少年たちのほうも軽く誘ってみれば、瞼を晴らし、目の周りも少々赤みが差しているパウを気遣いながらも、少女たちが揃ってこちらの神殿に行くのならば言われていることがあるからと。始まりの町の司教、ロザリアから頼まれていることもあるのだろう。

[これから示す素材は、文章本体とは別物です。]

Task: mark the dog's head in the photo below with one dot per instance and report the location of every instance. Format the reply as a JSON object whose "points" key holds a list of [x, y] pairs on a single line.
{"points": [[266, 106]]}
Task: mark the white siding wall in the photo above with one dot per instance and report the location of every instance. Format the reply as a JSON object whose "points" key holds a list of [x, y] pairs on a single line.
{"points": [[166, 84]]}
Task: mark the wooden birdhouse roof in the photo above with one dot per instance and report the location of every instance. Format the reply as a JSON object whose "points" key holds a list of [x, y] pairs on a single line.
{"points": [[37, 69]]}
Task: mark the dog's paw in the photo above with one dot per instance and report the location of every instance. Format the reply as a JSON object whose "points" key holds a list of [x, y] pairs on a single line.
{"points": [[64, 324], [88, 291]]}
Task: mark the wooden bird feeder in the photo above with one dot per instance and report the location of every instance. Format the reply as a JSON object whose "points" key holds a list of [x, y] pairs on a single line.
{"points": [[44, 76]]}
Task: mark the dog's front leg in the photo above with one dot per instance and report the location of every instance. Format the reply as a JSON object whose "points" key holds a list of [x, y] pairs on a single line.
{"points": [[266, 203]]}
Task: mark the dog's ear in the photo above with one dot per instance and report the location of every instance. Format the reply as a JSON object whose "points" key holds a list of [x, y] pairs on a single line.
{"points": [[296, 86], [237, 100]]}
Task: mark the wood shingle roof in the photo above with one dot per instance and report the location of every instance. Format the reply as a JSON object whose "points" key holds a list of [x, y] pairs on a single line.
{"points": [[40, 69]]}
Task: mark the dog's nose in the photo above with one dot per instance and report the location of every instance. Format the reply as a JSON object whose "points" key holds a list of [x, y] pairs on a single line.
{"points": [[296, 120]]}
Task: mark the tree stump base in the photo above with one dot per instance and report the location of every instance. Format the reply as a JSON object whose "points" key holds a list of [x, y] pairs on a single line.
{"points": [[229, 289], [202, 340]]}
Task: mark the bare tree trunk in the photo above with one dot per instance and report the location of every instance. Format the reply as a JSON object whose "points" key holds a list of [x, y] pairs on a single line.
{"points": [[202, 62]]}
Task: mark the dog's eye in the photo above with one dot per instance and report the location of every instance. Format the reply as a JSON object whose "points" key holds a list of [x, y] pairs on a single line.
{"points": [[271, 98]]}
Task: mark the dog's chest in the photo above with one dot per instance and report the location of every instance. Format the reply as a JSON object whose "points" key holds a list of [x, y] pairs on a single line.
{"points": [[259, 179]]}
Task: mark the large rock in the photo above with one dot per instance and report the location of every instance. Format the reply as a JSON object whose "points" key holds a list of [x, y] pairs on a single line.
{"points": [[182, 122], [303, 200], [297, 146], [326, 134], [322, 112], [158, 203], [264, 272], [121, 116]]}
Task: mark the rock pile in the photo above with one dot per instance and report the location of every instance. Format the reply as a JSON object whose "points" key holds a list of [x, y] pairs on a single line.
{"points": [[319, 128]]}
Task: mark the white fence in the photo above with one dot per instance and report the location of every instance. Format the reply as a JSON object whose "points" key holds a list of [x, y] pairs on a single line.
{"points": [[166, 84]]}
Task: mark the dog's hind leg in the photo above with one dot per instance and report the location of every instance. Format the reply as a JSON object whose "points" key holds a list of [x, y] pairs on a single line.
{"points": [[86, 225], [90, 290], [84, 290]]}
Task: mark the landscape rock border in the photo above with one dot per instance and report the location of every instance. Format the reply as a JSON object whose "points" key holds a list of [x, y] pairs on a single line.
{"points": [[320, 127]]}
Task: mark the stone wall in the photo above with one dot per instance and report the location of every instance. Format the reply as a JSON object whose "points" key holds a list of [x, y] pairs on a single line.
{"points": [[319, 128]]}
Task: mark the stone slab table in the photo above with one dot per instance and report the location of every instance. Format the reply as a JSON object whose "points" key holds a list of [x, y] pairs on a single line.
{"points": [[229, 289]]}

「そういえば、実際に私たちがこちらの神殿にお邪魔するのは初めてでしょうか」
「そうですね。私どもといたしましては、御身がこちらに訪う度に、機会があればと考えておりましたが」

門の確認を終えて、というよりも神殿に設置されている門の確認に関しては、セツナとカナリアに任せて残りの者たちは早々に神殿へと足を運んだ。先触れを一応とはいえ出していたこともあり、大司教自らがわざわざ迎えに出てくれているという厚遇をされて。今は、知識と魔、それが示すように納められた膨大な研究成果が詰まった図書館というよりも、資料室とでも呼ぶべき場所に案内されて。
それもあってか、オユキはどうにも気がそぞろ。トモエが珍しくとでもいえばいいのか、基本的に受け答えを行っている。オユキにしてみれば、これほどの蔵書があるのならと、そこにどれだけ多くの知識が存在しているのかと気になっているのだろう。教示の奇跡を持つ魔国の王妃、そちらに話を聞くのもオユキにとっては楽しい事なのだがそれ以上に色々と自分の歩調で学ぶことを好んでもいる。
それこそ、トモエとしては寝室で行うのは勘弁してほしいのだが魔国にくる少し前までは、カナリアと向かい合って何やら魔道具の作成を、銀の板をせっせと削っていたこともある。金属片の掃除などは、それこそ侍女たちがきちんと行ってくれはするのだがどうにも粉塵が残るとでもいえばいいのだろうか。掘っている本人にも、呼吸と共に舞い上がる物もあり何やらオユキの髪にも紛れ込んでいるのだ。夜毎オユキの髪を手入れしているトモエとしては、細かな金属片が付いたオユキの髪が輝く様を、意図しない物でありこれから後は寝るだけだというときには煩わしく思うのだ。それこそ、日中や、これから出かけて等と言う事があればよい物であるのには違いないのだが。

「こちらの部屋は、どのような」
「知識と魔の神が、特にとお認め下さった研究成果をまとめた資料が納められております」
「随分と、数が多いようにも」
「それこそ、この世界の成立前から連綿と続く習慣ですから」

月と安息、水と癒しの大司教は女性だったが、知識と魔に関してはやはり男性。この辺りは、いよいよもって分御霊であることを隠しもしない。そのあたりに関しては、トモエから何を言うでもなく。気になる事は、強いて言うのならば知識と魔として出会ったときには老人のような姿をしていたのだが、こちらの男性は未だ壮年といったところ。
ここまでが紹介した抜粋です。